Untuk mengatasi masalah yang dialami, harus tetap berkonsultasi dengan dokter yang selama ini menangani penyakit tekanan darah tinggi dan kencing manisnya. Pada dasarnya, upaya mengatasi kedua penyakit itu terdiri dari pengaturan diet, olah raga yang sesuai, dan penggunaan obat.

Dokter yang memberikan obat untuk tekanan darah tinggi dan kencing manis diharapkan telah mempertimbangkan berbagai efek samping yang mungkin timbul, khususnya berupa disfungsi ereksi dan disfungsi seksual yang lain.
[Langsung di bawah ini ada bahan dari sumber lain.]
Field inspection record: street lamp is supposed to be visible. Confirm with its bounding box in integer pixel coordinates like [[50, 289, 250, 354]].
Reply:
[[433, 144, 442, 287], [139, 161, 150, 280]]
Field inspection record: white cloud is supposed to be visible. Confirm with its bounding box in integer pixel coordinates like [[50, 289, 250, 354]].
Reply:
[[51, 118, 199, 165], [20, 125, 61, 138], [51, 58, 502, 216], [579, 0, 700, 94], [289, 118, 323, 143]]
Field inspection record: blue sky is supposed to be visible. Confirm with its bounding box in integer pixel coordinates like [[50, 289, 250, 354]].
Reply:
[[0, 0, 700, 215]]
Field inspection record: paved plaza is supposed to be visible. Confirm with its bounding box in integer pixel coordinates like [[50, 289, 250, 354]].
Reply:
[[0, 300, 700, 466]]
Kalau obat yang digunakan ternyata menimbulkan efek samping berupa disfungsi ereksi atau disfungsi seksual yang lain, maka obat itu harus diganti dengan obat yang lain. Tetapi walaupun penyakit tersebut telah ditangani dan dapat dikontrol, belum tentu disfungsi ereksi langsung dapat diatasi juga. Karena itu diperlukan juga obat atau cara untuk mengatasi disfungsi ereksi yang terjadi.

Ada beberapa cara pengobatan untuk membantu terjadinya ereksi, mulai dari obat minum, suntikan langsung pada penis, obat yang dimasukkan melalui saluran kencing, sampai ke cara operasi. Obat mana yang sesuai, tentu sangat tergantung pada sejauh mana kerusakan yang terjadi akibat penyakit yang dialaminya.

Pemberian hormon androgen dapat dipertimbangkan bila kadarnya di dalam darah menurun. Tetapi tetap saja harus dipertimbangkan efek samping yang mungkin terjadi. Karena itu mereka yang mengalami penyakit tekanan darah tinggi dan kencing manis sebaiknya hanya menggunakan obat di bawah pengawasan dokter.

Menggunakan obat tanpa pengawasan dokter cukup berisiko mengingat tidak sedikit obat yang justru menimbulkan efek samping mengganggu fungsi seksual. Demikian juga upaya untuk mengatasi disfungsi seksual, justru tidak jarang semakin memperburuk fungsi seksual. Upaya tidak ilmiah karena terpengaruh iklan yang menjanjikan kesembuhan bagi disfungsi ereksi, acapkali merugikan, bahkan sangat berisiko.

Sebagai pegangan bagi mereka yang mengalami disfungsi ereksi, ingatlah bahwa disfungsi ereksi merupakan akibat dari berbagai gangguan fisik atau psikik. Jadi untuk mengatasinya, penyebab dasarnya harus diatasi juga. Maka jangan percaya kepada iklan obat, ramuan atau cara yang menjanjikan kesembuhan disfungsi ereksi tanpa mengetahui dan mengatasi penyebabnya. Apalagi yang menjanjikan kesembuhan hanya dengan sekali datang.